May’s job losses were largely in part-time work, which fell by 54,200, and in the private sector, tumbling by 60,400. An elevated number of part-timers wanted full-time work, Statscan noted.
There were some troubling signs in labour participation. The number of women aged 25 to 54 participating in the labour force – largely, those working or searching for a job – fell by 39,300 in May. There was a notable increase of women who wanted work but didn’t look, perhaps owing to “unfavourable business conditions” in the third wave, Statscan said.
As well, labour participation fell by 37,500 for youth aged 15 to 24, which the statistical agency said was partly because fewer students were in the summer job market than usual.
For students, the summer employment situation is off to a better start than last year, but with much room for improvement. The unemployment rate for youth returning to school in the fall was 23.1 per cent in May, far better than last year’s 40 per cent – but worse than 13.7 per cent in May of 2019.
Employment for returning students was about 16 per cent lower than two years ago, equal to 177,000 people. Bolanle Alake-Apata, an economist at the Labour Market Information Council, noted that female and racialized students have seen particularly large drops to their employment rates. “Those are things about students we should definitely know,” she said.
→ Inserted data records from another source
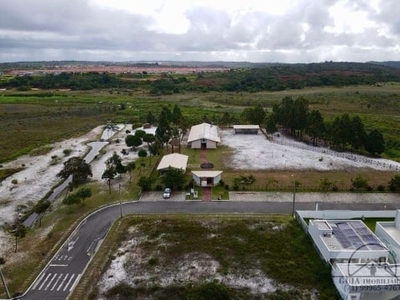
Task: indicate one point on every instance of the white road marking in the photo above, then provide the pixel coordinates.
(69, 281)
(48, 275)
(55, 283)
(51, 280)
(62, 282)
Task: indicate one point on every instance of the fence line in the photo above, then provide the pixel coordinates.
(387, 165)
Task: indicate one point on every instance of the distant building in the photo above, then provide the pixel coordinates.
(204, 136)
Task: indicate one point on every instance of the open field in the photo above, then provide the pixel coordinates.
(34, 121)
(176, 256)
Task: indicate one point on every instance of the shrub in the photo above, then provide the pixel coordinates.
(359, 183)
(67, 152)
(380, 188)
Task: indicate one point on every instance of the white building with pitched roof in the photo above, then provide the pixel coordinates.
(174, 160)
(204, 136)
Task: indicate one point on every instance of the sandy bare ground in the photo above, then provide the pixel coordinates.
(251, 152)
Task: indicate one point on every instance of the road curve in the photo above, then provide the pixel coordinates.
(60, 276)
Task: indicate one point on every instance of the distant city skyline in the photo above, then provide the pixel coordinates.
(287, 31)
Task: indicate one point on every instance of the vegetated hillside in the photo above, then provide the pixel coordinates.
(393, 64)
(260, 77)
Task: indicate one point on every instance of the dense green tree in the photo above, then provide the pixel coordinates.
(146, 183)
(394, 184)
(150, 118)
(300, 115)
(140, 133)
(359, 183)
(77, 168)
(374, 142)
(20, 232)
(254, 115)
(84, 193)
(163, 128)
(133, 140)
(315, 126)
(283, 114)
(41, 206)
(339, 132)
(226, 119)
(142, 153)
(176, 115)
(270, 124)
(357, 133)
(130, 167)
(109, 174)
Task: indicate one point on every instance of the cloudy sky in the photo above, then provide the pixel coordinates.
(200, 30)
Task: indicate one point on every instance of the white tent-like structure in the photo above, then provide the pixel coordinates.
(174, 160)
(204, 136)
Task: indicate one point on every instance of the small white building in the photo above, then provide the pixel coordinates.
(341, 241)
(204, 136)
(246, 129)
(207, 178)
(174, 160)
(362, 265)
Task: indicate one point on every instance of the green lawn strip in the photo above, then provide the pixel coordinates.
(276, 245)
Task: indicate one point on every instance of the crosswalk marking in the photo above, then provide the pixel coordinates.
(51, 280)
(55, 282)
(69, 281)
(58, 279)
(47, 277)
(62, 257)
(37, 281)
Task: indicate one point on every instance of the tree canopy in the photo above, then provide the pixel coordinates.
(78, 168)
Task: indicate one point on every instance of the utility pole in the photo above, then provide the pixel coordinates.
(5, 284)
(294, 196)
(120, 199)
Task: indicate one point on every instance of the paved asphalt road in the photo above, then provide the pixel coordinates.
(60, 276)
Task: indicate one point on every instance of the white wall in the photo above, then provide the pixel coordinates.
(345, 214)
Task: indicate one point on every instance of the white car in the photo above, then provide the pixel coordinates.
(167, 193)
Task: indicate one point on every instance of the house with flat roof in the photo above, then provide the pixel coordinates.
(341, 241)
(207, 178)
(204, 136)
(363, 263)
(174, 160)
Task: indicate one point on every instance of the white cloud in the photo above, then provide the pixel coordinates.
(253, 30)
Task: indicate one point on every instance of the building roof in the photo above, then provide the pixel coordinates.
(348, 235)
(204, 131)
(246, 127)
(174, 160)
(207, 174)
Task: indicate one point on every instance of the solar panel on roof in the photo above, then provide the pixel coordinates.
(341, 237)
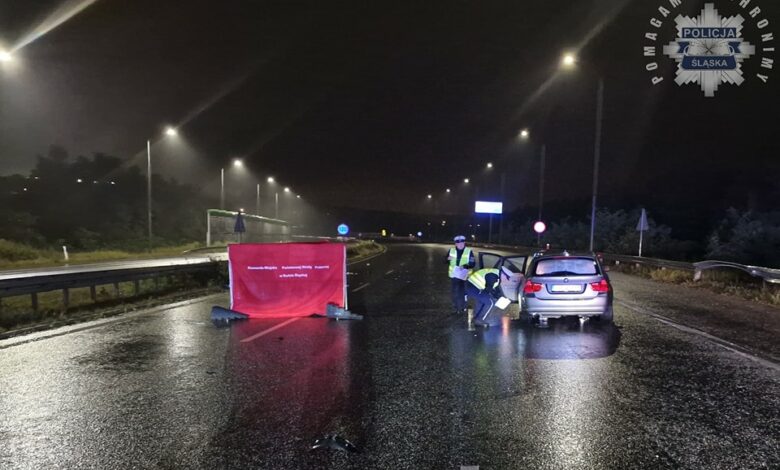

A notable aspect of May’s report was the loss of work in the goods-producing sector, a first since April of last year. The manufacturing industry shed 35,900 positions and construction lost 15,800.
At a regional level, the largest drops in employment were in Ontario (31,600) and Nova Scotia (22,200), which implemented a provincewide lockdown in late April.
As Canada eyes a summer recovery, a key question is the availability of workers, given the U.S. experience.
In recent weeks, U.S. employers have complained of struggling to fill positions as they reopen. The U.S. reported on Friday that it added 559,000 jobs in May, once again short of expectations. Despite a record number of job openings, about 7.6 million fewer Americans are employed than when the health crisis started.
“Our research suggests that generous unemployment benefit supplements are the main factor holding employment growth back,” Katherine Judge, senior economist at CIBC Capital Markets, said in a note to clients. “With many states moving to eliminate the supplements in June, however, this will likely be the last of the disappointing job [reports].”
Canada’s drop in labour participation “hints” at a possible temporary labour shortage this summer, said TD’s Mr. Thanabalasingam, although it may not be as severe as the U.S. situation. He pointed to less vaccine hesitancy in Canada, which could ease workers’ health concerns, and some income support programs that are ending by the fall.
“We know that employment is quite reactionary to restrictions as they’re implemented,” he said. “But we also know [that] as reopening takes off, employment can rebound quite quickly.”